A car stopped as I stepped off the road to let it pass, and they wondered if I was in trouble. I replied no, and walked about a mile back southward to North Bloomfield where my car was parked. Still good on time for things that I wanted to do, I came back, and the ranger came out to chat a bit more.

Going to use the restroom, the fall colors had largely disappeared by fallen leaves of the bright reds. I now motored back south on the paved road to the cemetery where I wandered about to look for a particular grave marker. One long ago deceased had the same name as a hike leader in the old hiking club. There may have been some vandalism as I recall the grave marker was historic, and now it was a simple one.

Good on time, I motored back to Highway 49 and headed south to Nevada City. Putting in a quarter at the public parking lot, I spoke with some fellow coming out of a restaurant. He advised me about Sugarloaf, which was a hill with a view of the town. Giving me the site at Coyote Street and North Bloomfield Road, I looked at my tablet to get the directions. It wasn't too far away, so I motored over there in a flash.

I found the intersection, and looked for good parking. There was one space by a historic marker that wasn't blocking private driveways. Taking pictures, I found the road that leads to the top. Getting my pack out of my car, I went around a gate, and came to a sign marking the area as friendly to hikers. Excellent! I took more pictures as I hiked up this road which circled around the peak. The town wasn't much to be viewed from up here, but the sun was setting and I had a nice feeling. Coming to the top after about 10 to 15 minutes, I started with more pictures and enjoyed this little bump. It was pretty windy, but I did some video and a clump of cut branches seemed to be the highest point.

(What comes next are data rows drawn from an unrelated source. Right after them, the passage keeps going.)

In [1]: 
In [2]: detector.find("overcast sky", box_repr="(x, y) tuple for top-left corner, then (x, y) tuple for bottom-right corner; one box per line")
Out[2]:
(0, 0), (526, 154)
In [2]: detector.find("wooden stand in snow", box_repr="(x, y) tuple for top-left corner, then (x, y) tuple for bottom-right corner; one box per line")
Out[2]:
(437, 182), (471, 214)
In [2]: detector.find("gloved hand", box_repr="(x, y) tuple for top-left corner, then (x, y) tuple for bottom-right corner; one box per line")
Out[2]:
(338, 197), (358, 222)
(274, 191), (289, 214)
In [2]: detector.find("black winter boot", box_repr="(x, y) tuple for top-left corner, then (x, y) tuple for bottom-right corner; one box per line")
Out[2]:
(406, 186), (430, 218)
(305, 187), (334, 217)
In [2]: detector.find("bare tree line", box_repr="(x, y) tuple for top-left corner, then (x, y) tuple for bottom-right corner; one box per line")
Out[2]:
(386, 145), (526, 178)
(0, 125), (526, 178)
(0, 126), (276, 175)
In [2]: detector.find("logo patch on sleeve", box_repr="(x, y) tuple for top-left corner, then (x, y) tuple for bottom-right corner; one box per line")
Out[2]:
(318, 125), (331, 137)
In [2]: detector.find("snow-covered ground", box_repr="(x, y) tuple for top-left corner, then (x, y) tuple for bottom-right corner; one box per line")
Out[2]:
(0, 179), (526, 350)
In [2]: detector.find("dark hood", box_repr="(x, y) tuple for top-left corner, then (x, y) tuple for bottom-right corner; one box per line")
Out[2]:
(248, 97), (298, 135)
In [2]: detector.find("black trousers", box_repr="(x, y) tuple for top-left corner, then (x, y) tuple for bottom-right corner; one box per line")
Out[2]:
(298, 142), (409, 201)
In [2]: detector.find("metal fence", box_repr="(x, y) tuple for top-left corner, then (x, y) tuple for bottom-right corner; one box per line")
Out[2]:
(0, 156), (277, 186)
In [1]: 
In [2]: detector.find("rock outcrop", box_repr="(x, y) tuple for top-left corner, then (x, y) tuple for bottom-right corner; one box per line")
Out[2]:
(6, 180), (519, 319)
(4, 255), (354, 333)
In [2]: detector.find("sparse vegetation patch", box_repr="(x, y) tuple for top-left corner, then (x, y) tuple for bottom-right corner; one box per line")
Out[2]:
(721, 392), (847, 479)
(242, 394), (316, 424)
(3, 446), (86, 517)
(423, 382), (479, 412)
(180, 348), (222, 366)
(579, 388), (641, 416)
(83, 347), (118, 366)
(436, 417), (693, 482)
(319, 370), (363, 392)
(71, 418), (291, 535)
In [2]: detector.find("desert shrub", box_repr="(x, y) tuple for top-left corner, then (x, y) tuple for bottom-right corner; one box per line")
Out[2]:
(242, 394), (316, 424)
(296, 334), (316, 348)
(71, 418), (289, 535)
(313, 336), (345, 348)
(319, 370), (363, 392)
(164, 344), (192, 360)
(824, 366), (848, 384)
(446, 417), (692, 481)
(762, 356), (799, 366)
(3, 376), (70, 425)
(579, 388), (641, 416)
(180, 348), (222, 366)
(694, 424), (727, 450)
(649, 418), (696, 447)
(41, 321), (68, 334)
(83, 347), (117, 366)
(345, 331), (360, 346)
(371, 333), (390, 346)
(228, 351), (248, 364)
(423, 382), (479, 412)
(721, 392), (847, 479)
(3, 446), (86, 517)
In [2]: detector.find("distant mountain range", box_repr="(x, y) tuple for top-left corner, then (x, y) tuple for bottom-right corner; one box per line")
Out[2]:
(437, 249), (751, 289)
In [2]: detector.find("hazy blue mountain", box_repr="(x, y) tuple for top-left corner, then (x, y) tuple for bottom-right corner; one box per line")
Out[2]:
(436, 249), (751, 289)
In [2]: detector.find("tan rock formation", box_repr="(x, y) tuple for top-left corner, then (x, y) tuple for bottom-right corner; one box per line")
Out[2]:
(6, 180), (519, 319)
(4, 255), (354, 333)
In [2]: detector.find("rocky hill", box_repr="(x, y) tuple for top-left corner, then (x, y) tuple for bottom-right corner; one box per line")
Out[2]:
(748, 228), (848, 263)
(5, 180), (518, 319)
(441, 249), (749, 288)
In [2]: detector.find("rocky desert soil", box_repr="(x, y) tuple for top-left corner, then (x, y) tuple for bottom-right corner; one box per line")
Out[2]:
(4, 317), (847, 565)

I thought that I'd count this as a peak, since it is a worthy, short hike, that people should know about.

I shortly started hiking back down, and then came back to my car which had not been ticketed or towed. Two other hikers had parked at a shoulder further down Coyote Street, which seemed to be a better spot. I motored off, and went back to historic Nevada City. Paying another quarter to park again in the public lot, I went about Broad Street, taking pictures of the beautiful window fronts, during magic hour. Fall and Halloween motifs. Some of the most artistic displays that I have ever seen.

Making sure to give a big tip to the restaurant worker that informed me about the peak bump, I got a table at that highly rated eatery. Relaxing with a non-alcoholic beer and a gourmet salad, this was certainly nice. I told the waitress that I wanted $10 to go to the guy who had given me the hiking information. Finally finished with my meal, I wandered about the streets doing more photos of the window displays. It was getting to be late, but I knew the drive back home wasn't very long.

Taking 49 south, I was shortly to Interstate 80, and then stopped for a quick drink break and rest. I was pretty tired and sleepy, but thankfully made it safely back home.

Hiking then maybe 9 miles with 1,300 feet of gain, I had driven 188 miles. Spending about $72 in cash, I had captured 676 images and movie clips (644.6 MB, 720p HD, 14:46). I had used about a half tank of gas, maybe 5 gallons.

With some cool new software, I don't have to type up my notes, instead able now to use some incredibly fast dictation. I had given my contact information to the ranger as he said that he was interested in possibly teaming up. In a few days, I should have received a PLB, which I got online for a low price. Some new snow is due, but I will have a good time hiking this fall, wherever that may be. Still needing to have to shed some 20 pounds, I hope to get that done. Hopefully too, I'll have the best cellular phone to make my travels even better and more convenient. Tech wise, things are really looking up!